As Milo’s bus pulls in, Sarah tucks the long front pieces of her inky black hair behind her ears. Milo had shaved the back of her head for her a few weeks ago, after he’d finished shaving his own, but it’s growing in fast. That hair, pure and healthy, is soft, like a puppy dog’s, and a golden brown that totally clashes with the dyed-black front. Her natural color. She’d almost forgotten what it looked like.
Milo, all lanky bones and sharp angles, walks toward her with a manga split open in front of his face. His knobby knees pop past the army green fringe of his cutoffs with each step. Milo claims he wears shorts no matter the weather. Sarah says that’s because he’s never lived through a winter on Mount Washington. She will give him such shit the first time she sees him in jeans.
She catches herself smiling and quickly resets her mouth with another drag.
“Yo,” she says when Milo reaches the bench, and gets ready to let the ax fall.
Milo looks up from his manga. A grin spreads across his face, so deep his dimples appear. He says, “You’re wearing my T-shirt.”
Sarah looks down at herself.
Milo’s right. This is not her black T-shirt. There are no white spots from bleaching her hair. She always strips it before she dyes it, so the new color sets as pure and saturated as possible. It’s the only way, really, to make sure what’s underneath doesn’t show.
“You can keep it,” he mumbles coyly.
“I don’t want your shirt, Milo.” In fact, if Sarah had other clothes with her, she’d change out of it right now. “Obviously I grabbed the wrong one last night. And I haven’t done laundry, so I just threw it on again this morning.” She clears her throat.

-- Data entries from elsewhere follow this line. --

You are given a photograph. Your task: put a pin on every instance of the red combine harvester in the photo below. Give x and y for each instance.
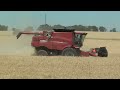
(65, 42)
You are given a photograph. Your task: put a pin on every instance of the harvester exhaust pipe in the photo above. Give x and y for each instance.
(19, 34)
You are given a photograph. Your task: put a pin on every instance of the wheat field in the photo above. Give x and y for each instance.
(17, 60)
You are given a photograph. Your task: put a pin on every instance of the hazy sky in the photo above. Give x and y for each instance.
(22, 19)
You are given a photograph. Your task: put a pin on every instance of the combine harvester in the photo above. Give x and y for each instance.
(65, 42)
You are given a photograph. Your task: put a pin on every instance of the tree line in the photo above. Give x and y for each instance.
(49, 27)
(76, 27)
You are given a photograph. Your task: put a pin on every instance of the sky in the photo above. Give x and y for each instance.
(22, 19)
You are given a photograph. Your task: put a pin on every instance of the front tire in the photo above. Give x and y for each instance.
(69, 52)
(42, 53)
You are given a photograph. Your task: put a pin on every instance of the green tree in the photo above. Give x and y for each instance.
(102, 29)
(113, 30)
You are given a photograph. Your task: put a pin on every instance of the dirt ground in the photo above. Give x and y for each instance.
(16, 60)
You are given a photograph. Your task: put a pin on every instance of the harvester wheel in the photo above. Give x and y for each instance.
(42, 53)
(103, 52)
(69, 52)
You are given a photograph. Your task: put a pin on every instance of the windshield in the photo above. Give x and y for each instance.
(79, 39)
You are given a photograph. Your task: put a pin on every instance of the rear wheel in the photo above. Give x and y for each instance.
(69, 52)
(42, 53)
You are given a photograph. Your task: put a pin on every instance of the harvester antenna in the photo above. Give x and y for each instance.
(45, 18)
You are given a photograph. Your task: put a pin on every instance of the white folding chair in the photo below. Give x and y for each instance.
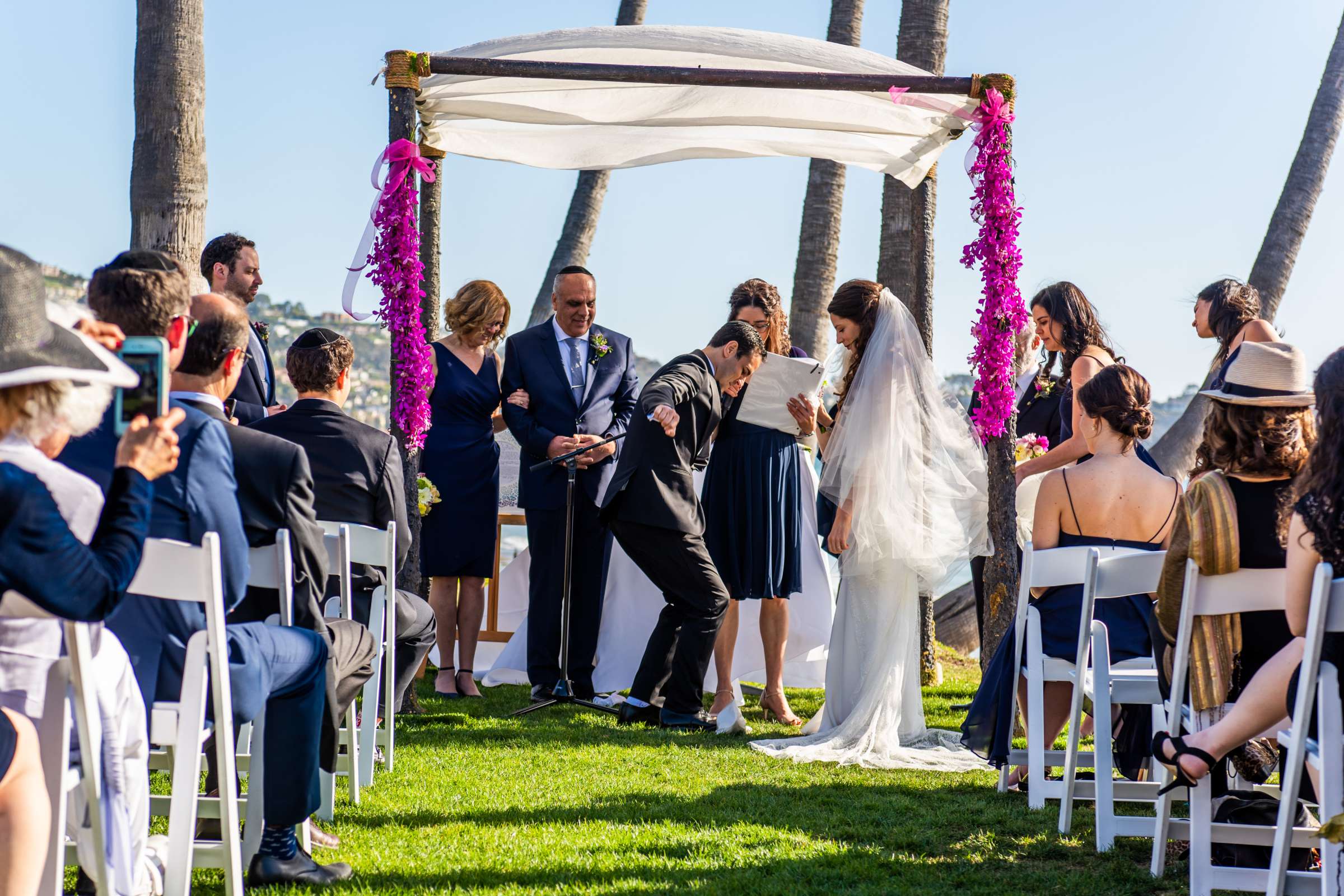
(1318, 683)
(1241, 591)
(178, 571)
(378, 548)
(347, 763)
(1043, 570)
(71, 693)
(1107, 685)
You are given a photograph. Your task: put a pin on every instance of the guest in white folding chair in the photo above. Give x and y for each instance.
(1113, 500)
(49, 563)
(1315, 534)
(272, 668)
(274, 492)
(1257, 438)
(357, 479)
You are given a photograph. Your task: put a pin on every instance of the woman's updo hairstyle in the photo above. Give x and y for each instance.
(857, 300)
(758, 293)
(474, 308)
(1231, 305)
(1120, 395)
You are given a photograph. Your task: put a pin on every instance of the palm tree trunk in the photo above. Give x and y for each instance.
(169, 162)
(819, 238)
(905, 250)
(1278, 251)
(585, 206)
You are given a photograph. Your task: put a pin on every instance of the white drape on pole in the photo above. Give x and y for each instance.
(601, 125)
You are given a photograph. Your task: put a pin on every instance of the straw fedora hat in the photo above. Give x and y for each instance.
(32, 349)
(1265, 374)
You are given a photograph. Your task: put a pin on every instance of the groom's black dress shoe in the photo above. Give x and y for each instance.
(629, 715)
(699, 720)
(299, 870)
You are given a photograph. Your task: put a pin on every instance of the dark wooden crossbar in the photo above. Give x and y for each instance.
(440, 65)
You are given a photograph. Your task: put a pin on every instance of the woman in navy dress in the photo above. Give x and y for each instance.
(1067, 325)
(463, 461)
(753, 507)
(1112, 501)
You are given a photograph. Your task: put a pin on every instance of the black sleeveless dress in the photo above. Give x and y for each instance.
(988, 727)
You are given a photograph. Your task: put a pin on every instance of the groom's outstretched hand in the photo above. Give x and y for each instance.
(667, 418)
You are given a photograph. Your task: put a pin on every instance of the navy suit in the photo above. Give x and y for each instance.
(253, 393)
(605, 408)
(283, 669)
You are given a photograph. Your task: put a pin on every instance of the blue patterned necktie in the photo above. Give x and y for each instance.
(576, 365)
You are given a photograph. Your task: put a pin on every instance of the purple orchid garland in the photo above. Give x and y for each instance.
(1002, 312)
(398, 270)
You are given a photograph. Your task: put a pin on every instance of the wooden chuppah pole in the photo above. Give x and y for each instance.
(441, 65)
(1002, 568)
(402, 82)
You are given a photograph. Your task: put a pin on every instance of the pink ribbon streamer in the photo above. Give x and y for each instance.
(401, 156)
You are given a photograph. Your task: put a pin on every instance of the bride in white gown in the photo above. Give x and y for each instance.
(908, 474)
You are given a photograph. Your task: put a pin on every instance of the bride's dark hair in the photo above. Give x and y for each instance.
(857, 300)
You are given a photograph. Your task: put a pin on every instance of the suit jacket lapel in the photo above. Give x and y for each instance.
(593, 366)
(552, 349)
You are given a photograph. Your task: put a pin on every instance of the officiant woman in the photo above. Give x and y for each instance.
(463, 461)
(753, 511)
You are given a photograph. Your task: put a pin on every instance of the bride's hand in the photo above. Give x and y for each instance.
(839, 539)
(805, 413)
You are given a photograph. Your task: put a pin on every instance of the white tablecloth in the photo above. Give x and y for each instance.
(632, 606)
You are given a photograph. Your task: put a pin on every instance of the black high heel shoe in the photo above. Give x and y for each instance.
(1180, 778)
(458, 682)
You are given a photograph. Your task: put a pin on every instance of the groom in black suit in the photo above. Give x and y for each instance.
(582, 389)
(659, 521)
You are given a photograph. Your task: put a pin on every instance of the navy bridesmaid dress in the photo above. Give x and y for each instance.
(463, 461)
(753, 508)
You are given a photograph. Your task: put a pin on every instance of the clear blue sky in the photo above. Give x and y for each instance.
(1152, 142)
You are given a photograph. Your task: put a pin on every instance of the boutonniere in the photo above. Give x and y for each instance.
(599, 347)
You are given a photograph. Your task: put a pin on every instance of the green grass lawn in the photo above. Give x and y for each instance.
(562, 801)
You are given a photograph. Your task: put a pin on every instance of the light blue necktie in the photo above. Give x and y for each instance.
(576, 365)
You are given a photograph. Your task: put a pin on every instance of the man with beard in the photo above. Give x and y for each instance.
(232, 268)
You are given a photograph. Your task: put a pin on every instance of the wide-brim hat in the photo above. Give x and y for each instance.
(32, 349)
(1264, 374)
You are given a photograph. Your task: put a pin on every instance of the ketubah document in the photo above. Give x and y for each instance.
(778, 379)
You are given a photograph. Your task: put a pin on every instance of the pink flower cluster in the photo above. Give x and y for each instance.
(398, 270)
(1002, 312)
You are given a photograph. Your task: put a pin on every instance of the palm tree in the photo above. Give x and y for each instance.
(819, 237)
(905, 250)
(1175, 452)
(585, 206)
(169, 162)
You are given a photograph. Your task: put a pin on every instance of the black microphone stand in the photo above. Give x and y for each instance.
(563, 691)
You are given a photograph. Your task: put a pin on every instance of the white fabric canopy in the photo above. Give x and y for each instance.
(600, 125)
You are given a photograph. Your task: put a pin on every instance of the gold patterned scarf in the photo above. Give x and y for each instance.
(1206, 533)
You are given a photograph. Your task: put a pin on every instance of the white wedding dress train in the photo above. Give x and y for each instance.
(904, 460)
(874, 710)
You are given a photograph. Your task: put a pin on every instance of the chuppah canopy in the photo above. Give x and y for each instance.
(605, 124)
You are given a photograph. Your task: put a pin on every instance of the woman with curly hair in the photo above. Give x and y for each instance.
(463, 461)
(1315, 534)
(1229, 311)
(1257, 438)
(754, 512)
(1069, 328)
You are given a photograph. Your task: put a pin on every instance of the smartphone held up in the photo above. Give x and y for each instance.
(148, 358)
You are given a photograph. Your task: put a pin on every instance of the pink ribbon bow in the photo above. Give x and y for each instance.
(401, 156)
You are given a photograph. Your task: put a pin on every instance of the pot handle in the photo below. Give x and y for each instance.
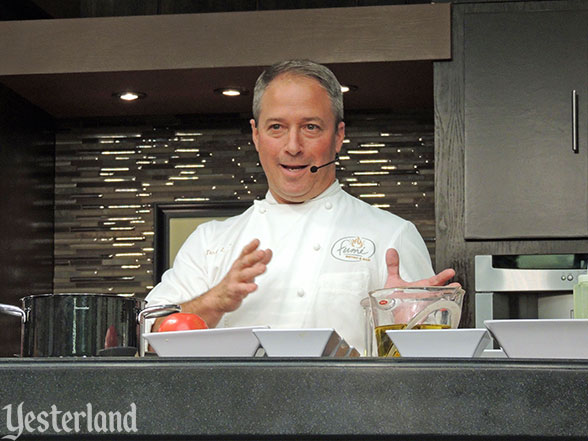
(153, 312)
(12, 310)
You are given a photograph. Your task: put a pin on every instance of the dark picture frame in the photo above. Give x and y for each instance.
(198, 212)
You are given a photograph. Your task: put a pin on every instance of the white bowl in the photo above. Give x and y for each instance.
(440, 343)
(541, 338)
(215, 342)
(312, 342)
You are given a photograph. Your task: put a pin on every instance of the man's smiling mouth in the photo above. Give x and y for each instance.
(294, 167)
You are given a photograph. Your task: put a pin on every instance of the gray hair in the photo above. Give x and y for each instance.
(305, 68)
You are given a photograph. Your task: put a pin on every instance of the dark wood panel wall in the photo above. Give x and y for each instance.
(452, 249)
(26, 221)
(108, 178)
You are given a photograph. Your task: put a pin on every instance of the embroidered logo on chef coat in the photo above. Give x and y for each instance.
(353, 249)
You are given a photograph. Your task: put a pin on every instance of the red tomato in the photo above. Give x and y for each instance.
(182, 321)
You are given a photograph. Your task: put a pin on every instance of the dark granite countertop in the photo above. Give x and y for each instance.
(265, 398)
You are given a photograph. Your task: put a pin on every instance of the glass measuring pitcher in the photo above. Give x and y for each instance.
(430, 307)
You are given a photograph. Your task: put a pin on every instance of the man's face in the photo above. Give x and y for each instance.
(296, 130)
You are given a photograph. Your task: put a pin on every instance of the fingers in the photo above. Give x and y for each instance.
(442, 278)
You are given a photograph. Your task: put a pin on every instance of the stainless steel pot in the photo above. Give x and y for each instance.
(63, 325)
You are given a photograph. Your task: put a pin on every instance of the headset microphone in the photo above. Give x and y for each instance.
(314, 168)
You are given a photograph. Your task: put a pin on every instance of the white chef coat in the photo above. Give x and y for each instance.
(328, 253)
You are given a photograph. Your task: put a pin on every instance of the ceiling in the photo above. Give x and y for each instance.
(396, 86)
(391, 86)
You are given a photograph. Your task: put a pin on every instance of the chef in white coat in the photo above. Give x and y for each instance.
(306, 255)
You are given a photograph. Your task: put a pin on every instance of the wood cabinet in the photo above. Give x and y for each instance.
(526, 138)
(459, 108)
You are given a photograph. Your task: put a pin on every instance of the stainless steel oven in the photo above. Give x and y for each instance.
(526, 285)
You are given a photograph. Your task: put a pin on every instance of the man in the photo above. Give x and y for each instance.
(308, 253)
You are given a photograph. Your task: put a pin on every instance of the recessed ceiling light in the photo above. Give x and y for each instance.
(231, 91)
(129, 95)
(348, 88)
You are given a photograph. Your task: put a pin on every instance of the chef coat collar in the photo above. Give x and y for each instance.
(332, 190)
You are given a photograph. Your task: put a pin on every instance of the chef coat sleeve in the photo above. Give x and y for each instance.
(186, 279)
(415, 260)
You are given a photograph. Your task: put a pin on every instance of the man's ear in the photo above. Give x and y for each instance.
(340, 136)
(254, 133)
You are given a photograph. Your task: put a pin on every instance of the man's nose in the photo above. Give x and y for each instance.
(294, 142)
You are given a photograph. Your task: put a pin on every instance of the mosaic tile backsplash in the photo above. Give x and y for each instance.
(108, 179)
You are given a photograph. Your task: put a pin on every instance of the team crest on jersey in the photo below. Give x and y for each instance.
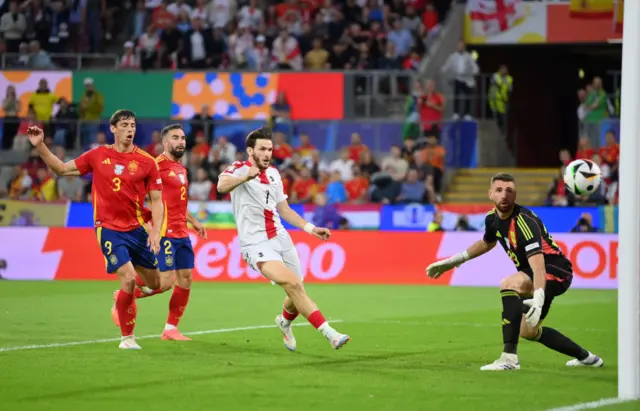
(132, 167)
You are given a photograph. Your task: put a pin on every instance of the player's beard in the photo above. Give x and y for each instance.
(175, 153)
(258, 163)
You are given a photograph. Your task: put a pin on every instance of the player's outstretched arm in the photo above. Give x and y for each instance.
(476, 249)
(227, 182)
(293, 218)
(36, 137)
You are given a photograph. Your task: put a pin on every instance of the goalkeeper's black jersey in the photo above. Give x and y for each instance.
(522, 235)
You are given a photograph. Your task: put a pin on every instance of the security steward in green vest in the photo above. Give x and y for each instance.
(499, 93)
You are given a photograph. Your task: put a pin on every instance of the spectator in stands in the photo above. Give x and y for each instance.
(13, 26)
(200, 189)
(317, 58)
(281, 114)
(65, 124)
(598, 107)
(436, 223)
(412, 190)
(19, 186)
(399, 165)
(384, 188)
(303, 188)
(21, 141)
(434, 155)
(462, 68)
(200, 124)
(358, 187)
(325, 215)
(221, 12)
(155, 147)
(335, 191)
(170, 40)
(585, 224)
(101, 140)
(42, 101)
(305, 148)
(585, 151)
(44, 187)
(259, 56)
(130, 59)
(367, 164)
(12, 107)
(91, 108)
(148, 46)
(286, 52)
(431, 110)
(343, 165)
(356, 148)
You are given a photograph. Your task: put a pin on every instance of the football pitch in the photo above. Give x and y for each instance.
(412, 348)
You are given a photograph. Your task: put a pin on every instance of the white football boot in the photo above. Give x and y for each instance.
(129, 343)
(287, 334)
(591, 361)
(504, 363)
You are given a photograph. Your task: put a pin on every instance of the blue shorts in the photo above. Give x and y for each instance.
(175, 254)
(120, 247)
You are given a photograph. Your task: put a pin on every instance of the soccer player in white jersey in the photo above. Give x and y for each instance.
(258, 204)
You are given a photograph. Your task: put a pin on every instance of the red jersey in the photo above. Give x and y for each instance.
(121, 182)
(175, 188)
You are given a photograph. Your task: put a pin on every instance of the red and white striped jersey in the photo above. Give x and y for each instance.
(254, 204)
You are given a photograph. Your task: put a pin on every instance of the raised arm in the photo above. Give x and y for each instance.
(36, 137)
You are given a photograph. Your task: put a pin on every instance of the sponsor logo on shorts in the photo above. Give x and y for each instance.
(532, 246)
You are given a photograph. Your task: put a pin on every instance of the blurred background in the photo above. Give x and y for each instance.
(389, 115)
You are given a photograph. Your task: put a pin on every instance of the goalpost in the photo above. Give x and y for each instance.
(629, 210)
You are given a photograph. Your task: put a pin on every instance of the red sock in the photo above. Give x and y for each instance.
(177, 304)
(137, 293)
(316, 319)
(289, 316)
(127, 311)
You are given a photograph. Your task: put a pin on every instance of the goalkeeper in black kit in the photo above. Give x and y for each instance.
(543, 274)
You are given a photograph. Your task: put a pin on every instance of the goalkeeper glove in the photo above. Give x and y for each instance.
(535, 307)
(436, 269)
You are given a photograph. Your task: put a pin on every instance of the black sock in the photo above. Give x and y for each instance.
(511, 317)
(555, 340)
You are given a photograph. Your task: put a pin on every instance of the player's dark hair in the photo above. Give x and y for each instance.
(167, 129)
(263, 133)
(507, 178)
(121, 115)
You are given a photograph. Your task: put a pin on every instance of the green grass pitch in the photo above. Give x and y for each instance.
(412, 348)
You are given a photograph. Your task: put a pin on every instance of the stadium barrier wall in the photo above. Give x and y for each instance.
(350, 257)
(408, 217)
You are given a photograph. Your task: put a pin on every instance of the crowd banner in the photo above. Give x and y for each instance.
(522, 22)
(33, 213)
(350, 257)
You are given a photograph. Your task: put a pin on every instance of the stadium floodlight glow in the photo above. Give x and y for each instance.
(629, 208)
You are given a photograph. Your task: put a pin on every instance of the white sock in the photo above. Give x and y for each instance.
(327, 330)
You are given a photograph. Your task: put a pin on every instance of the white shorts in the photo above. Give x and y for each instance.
(280, 248)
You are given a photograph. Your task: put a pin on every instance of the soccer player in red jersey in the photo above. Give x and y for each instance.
(123, 175)
(176, 253)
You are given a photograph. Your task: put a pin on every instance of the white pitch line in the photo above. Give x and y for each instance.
(105, 340)
(590, 405)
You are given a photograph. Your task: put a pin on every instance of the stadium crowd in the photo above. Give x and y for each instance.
(224, 34)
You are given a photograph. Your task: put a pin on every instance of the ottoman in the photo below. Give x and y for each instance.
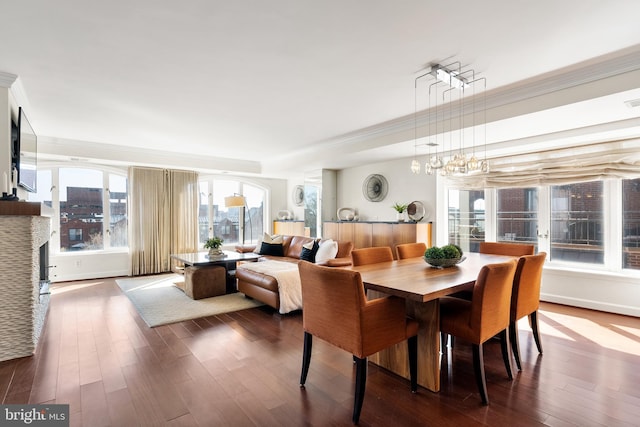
(205, 282)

Damn. She is already off her game. “Look. I want my shirt back. Bring it tomorrow.”
“No problem.” Milo falls next to her on the bench and goes back to his manga. From her seat, Sarah can see the page. An innocent school girl with doe eyes and a pleated skirt cowers in fear before a wild, snarling beast.
She moves her eyes and thinks, Makes total sense.
Milo’s quiet for a few pages and then says, out of nowhere, “You’re acting weird. You said you wouldn’t act weird.”
He is wrong.
“Let’s not make this weird, okay?” is what Sarah had said when she’d come out of the small space between his wall and his dresser without her jeans. She left everything else on — her hooded sweatshirt, her socks, her underwear.
“Okay,” he’d said, eyes wide, lying on a set of faded Mickey Mouse sheets, ones he’d probably had since he was a kid.
“No talking,” she’d said, and dove under the covers.
The rest of her clothes came off shortly thereafter. Not her necklaces, though. Sarah never took off her necklaces. Milo climbed on top of her and his weight pressed the tiny metallic links into her collarbone.
She reached out to his nightstand and turned his stereo up as loud as it could go; it was playing one of the mixes she’d made when they’d first met. The vibrations shook the crap piled on Milo’s dresser, buzzed the window glass. But even with the music blaring right next to their heads, Sarah could still hear Milo breathing, hot and fast in her ear. And every so often, a moan. A tender sigh. From her own mouth.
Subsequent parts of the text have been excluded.